Just because a school is shut down doesn’t mean the building needs to stand lifeless. In Dallas, one program has found a new use for space. Here’s what they did.
One of the biggest side effects of schools being shut down across the U.S. is abandoned buildings—Structures that are perfectly intact. More than 1,900 public schools closed in this country during 2010-2011. Another 1,800-plus closed the school year before.
What’s to become of these shuttered facilities, many of them anchors of their neighborhood? Ted Kollaja and his team from Gensler, a global design firm, came together in Dallas to brainstorm ideas on what to do with these empty schools. Instead of letting these building sit vacant for decades until demographics change and budgets are restored and they’re needed again as schools (which is often the response from school districts and cities), why not reactivate them now as FOR LEASE community assets before they become stewards of urban decay.

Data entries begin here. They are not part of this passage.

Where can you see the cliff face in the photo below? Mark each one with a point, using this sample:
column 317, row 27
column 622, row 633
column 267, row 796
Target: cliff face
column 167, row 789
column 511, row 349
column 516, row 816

Troubled but inspired by the closing of 11 schools in the Dallas Independent School District (ISD), the team developed a process for repurposing closed schools not just in Dallas, but anywhere. Their pilot intervention was the shuttered N.W. Harllee Elementary School in south Dallas, which closed its doors in May 2012. The team reinvented and reopened that school in July 2013—albeit for just six weeks—as the Summer Leadership Academy and saw 50 teenagers graduate from a program that taught them life and career skills.
So what was the process? Grassroots activism. Within a month of the January 2012 announcement that schools would be closed, a small group of architects and designers from Gensler’s Dallas office came together to brainstorm solutions. Architecture is not just about building buildings; it’s about the impact buildings have on the community. This project offered the perfect opportunity to jump in and help re-energize once vibrant city spaces.

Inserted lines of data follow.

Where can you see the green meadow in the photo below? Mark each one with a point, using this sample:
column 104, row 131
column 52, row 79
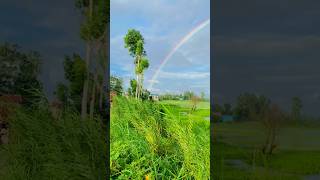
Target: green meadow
column 159, row 140
column 237, row 152
column 42, row 146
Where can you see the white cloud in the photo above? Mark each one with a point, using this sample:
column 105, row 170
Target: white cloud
column 184, row 75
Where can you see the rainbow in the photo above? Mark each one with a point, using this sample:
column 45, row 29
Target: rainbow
column 175, row 48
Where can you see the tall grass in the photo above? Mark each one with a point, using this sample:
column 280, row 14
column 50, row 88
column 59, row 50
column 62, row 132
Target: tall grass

Out of the 11 closed schools, Harllee Elementary was chosen for the pilot intervention, because it offered a dynamic trio: political support (Mayor Mike Rawlings is pushing hard for investment in south Dallas); the right facility (Harllee is a historic building); and the right community engagement. The Golden Gate Missionary Baptist Church was an enthusiastic ticket into the community. Not just a church, it’s a pillar of this neighborhood with a long legacy of pastors as community leaders.

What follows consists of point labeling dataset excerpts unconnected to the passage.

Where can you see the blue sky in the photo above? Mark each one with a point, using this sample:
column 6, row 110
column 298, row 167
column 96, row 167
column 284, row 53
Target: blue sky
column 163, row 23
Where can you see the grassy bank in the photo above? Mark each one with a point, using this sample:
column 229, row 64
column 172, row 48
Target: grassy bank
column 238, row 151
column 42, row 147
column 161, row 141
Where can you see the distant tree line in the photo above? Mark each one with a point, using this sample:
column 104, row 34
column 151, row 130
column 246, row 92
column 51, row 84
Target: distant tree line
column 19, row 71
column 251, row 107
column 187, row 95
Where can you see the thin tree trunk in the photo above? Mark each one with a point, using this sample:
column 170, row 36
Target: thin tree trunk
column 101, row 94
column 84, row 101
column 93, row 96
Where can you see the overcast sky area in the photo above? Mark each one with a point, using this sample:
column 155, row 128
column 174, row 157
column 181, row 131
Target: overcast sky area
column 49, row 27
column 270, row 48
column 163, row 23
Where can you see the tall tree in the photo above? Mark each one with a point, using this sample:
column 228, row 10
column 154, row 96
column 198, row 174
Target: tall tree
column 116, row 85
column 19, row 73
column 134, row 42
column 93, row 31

The idea of a summer leadership academy was specific to Harllee and its community. It was the outcome of meetings with residents of The Bottoms (as the neighborhood is known), who wanted a program for their 13- to 17-year-old children (kids too young for jobs, too old for summer camp). They wanted a program that would build up their teenagers, teaching them lessons in leadership and developing their creativity, teamwork, and even fitness.